Ekspansi Peluang Kerja WNI di Jerman
Prabowo berharap agar WNI yang berkerja di Jerman dapat mengambil bagian dalam sektor teknologi tinggi. Hal ini disampaikannya setelah menerima kunjungan kenegaraan Presiden Jerman Frank-Walter Steinmeier di Istana Merdeka, Jakarta, pada Senin (15/6).

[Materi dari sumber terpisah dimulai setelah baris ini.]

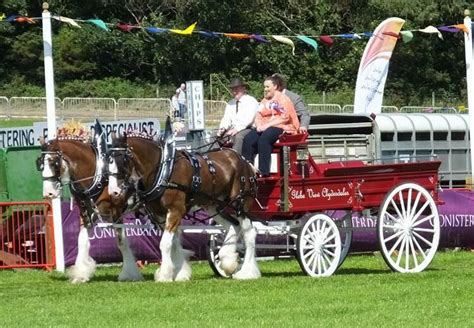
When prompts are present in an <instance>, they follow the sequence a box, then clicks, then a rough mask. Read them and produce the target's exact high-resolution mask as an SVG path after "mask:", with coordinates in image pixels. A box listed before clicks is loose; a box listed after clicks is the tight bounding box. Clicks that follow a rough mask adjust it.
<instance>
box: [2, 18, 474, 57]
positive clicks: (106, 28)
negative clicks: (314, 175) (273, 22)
mask: <svg viewBox="0 0 474 328" xmlns="http://www.w3.org/2000/svg"><path fill="white" fill-rule="evenodd" d="M52 18H53V19H55V20H57V21H60V22H62V23H66V24H69V25H72V26H74V27H78V28H80V27H81V25H80V24H79V23H90V24H93V25H95V26H97V27H98V28H100V29H102V30H104V31H107V32H110V29H111V28H116V29H118V30H120V31H123V32H129V33H130V32H133V30H135V29H141V30H145V31H147V32H148V33H153V34H157V33H171V34H178V35H191V34H193V33H195V34H197V35H200V36H203V37H207V38H212V39H218V38H221V37H226V38H230V39H234V40H251V41H256V42H258V43H270V40H269V39H273V40H275V41H277V42H280V43H283V44H286V45H289V46H291V51H292V53H293V55H294V54H295V48H296V46H295V43H294V41H293V40H292V39H295V40H299V41H301V42H303V43H305V44H307V45H309V46H310V47H312V48H313V49H314V50H316V51H318V50H319V44H318V41H319V42H320V43H322V44H324V45H326V46H328V47H331V46H332V45H333V44H334V39H335V38H336V39H342V40H343V39H345V40H361V39H364V38H371V37H372V36H373V35H374V34H373V33H372V32H361V33H341V34H333V35H301V34H297V35H273V34H256V33H254V34H252V33H249V34H246V33H237V32H215V31H203V30H196V25H197V22H195V23H193V24H191V25H189V26H188V27H187V28H185V29H184V30H180V29H169V28H164V27H157V26H142V25H133V24H129V23H124V22H119V23H116V24H115V23H114V24H112V23H106V22H104V21H103V20H101V19H97V18H95V19H87V20H81V19H72V18H68V17H64V16H59V15H53V16H52ZM41 19H42V18H41V17H25V16H19V15H10V16H8V17H6V15H5V14H4V13H0V23H23V24H25V23H26V24H35V23H36V22H37V21H39V20H41ZM466 31H468V29H467V27H466V26H465V25H464V24H454V25H443V26H437V27H435V26H432V25H430V26H427V27H425V28H423V29H416V30H408V31H385V32H383V35H385V36H391V37H395V38H398V39H401V40H403V42H405V43H407V42H410V41H412V40H413V36H414V34H413V32H421V33H428V34H437V36H438V37H439V38H440V39H443V35H442V33H441V32H444V33H457V32H466ZM383 35H376V37H378V38H380V37H382V36H383ZM316 40H318V41H316Z"/></svg>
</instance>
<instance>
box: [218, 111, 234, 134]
mask: <svg viewBox="0 0 474 328" xmlns="http://www.w3.org/2000/svg"><path fill="white" fill-rule="evenodd" d="M230 108H231V107H230V106H229V104H227V105H226V106H225V110H224V116H223V117H222V119H221V123H220V124H219V132H218V134H219V135H220V134H222V132H224V131H225V130H227V129H228V128H229V127H230V124H231V118H230Z"/></svg>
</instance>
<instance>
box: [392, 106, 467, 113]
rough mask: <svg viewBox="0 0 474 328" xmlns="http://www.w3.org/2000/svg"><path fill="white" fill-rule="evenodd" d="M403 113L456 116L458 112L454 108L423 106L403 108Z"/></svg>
mask: <svg viewBox="0 0 474 328" xmlns="http://www.w3.org/2000/svg"><path fill="white" fill-rule="evenodd" d="M400 112H402V113H427V114H429V113H442V114H456V113H457V112H458V111H457V110H456V108H454V107H421V106H403V107H401V108H400Z"/></svg>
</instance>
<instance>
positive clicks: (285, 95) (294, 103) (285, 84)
mask: <svg viewBox="0 0 474 328" xmlns="http://www.w3.org/2000/svg"><path fill="white" fill-rule="evenodd" d="M272 76H273V77H275V78H276V80H275V82H276V83H277V89H278V91H281V92H282V93H283V94H284V95H285V96H288V98H290V100H291V102H292V103H293V106H295V111H296V114H297V115H298V119H299V120H300V129H299V132H300V133H307V132H308V127H309V122H310V120H311V116H310V115H309V112H308V110H307V109H306V106H305V104H304V101H303V99H302V98H301V96H300V95H298V94H297V93H295V92H293V91H290V90H288V89H287V88H286V81H285V79H284V78H283V76H281V75H280V74H277V73H275V74H273V75H272Z"/></svg>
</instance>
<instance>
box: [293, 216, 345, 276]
mask: <svg viewBox="0 0 474 328" xmlns="http://www.w3.org/2000/svg"><path fill="white" fill-rule="evenodd" d="M297 252H298V256H297V259H298V262H299V264H300V266H301V269H302V270H303V271H304V272H305V273H307V274H308V275H310V276H312V277H327V276H330V275H332V274H333V273H334V272H335V271H336V269H337V267H338V266H339V260H340V258H341V236H340V234H339V230H338V229H337V226H336V224H335V223H334V221H333V220H332V219H331V218H330V217H329V216H327V215H326V214H322V213H318V214H315V215H313V216H312V217H310V218H309V219H308V221H306V223H305V224H304V225H303V227H302V228H301V230H300V232H299V235H298V241H297Z"/></svg>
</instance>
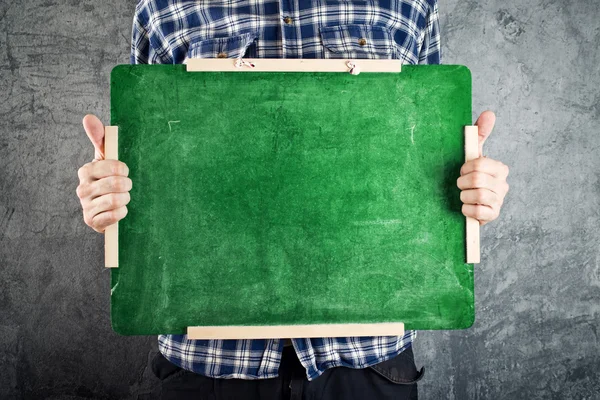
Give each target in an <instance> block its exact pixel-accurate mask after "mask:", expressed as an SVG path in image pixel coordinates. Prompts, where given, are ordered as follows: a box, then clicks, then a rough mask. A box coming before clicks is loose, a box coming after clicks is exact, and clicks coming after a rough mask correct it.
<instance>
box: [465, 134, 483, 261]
mask: <svg viewBox="0 0 600 400" xmlns="http://www.w3.org/2000/svg"><path fill="white" fill-rule="evenodd" d="M476 158H479V129H478V128H477V126H465V162H467V161H471V160H474V159H476ZM465 218H466V219H467V231H466V236H467V263H468V264H477V263H479V258H480V247H479V221H478V220H476V219H475V218H471V217H465Z"/></svg>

Sebagai negara dengan ekonomi terbesar di Uni Eropa, Jerman memiliki reputasi sebagai pemimpin global dalam inovasi, riset, dan teknologi tinggi. Oleh karena itu, kerja sama antara Indonesia dan Jerman di bidang ketenagakerjaan memiliki potensi besar untuk mendukung pengembangan sumber daya manusia Indonesia.
Penandatanganan Intent Letter untuk Global Skills Partnership
Pada kesempatan tersebut, Prabowo juga menyambut positif penandatanganan Letter of Intent mengenai Global Skills Partnership di bidang keperawatan antara Indonesia dan Jerman. Program ini memberikan jalur resmi bagi perawat Indonesia untuk bekerja atau menjalani magang di fasilitas kesehatan Jerman.
Strengthening Economic Cooperation
Selain fokus pada sektor ketenagakerjaan, Indonesia dan Jerman terus memperkuat kerja sama ekonomi. Salah satunya adalah program Partnering in Business with Germany yang bertujuan untuk meningkatkan kapasitas UMKM Indonesia serta memperluas jangkauan pasar global dan Eropa.
Prabowo juga berharap Jerman dapat mendukung penyelesaian Indonesia-European Union Comprehensive Economic Partnership Agreement (IEU-CEPA) yang bertujuan untuk mengurangi hambatan perdagangan dan memperkuat investasi antara Indonesia dan Uni Eropa.
Presiden Steinmeier menyatakan dukungan penuh Jerman terhadap perjanjian IEU-CEPA yang telah dirundingkan selama bertahun-tahun. Steinmeier berharap perjanjian tersebut dapat segera ditandatangani untuk memberikan manfaat konkret bagi kedua negara.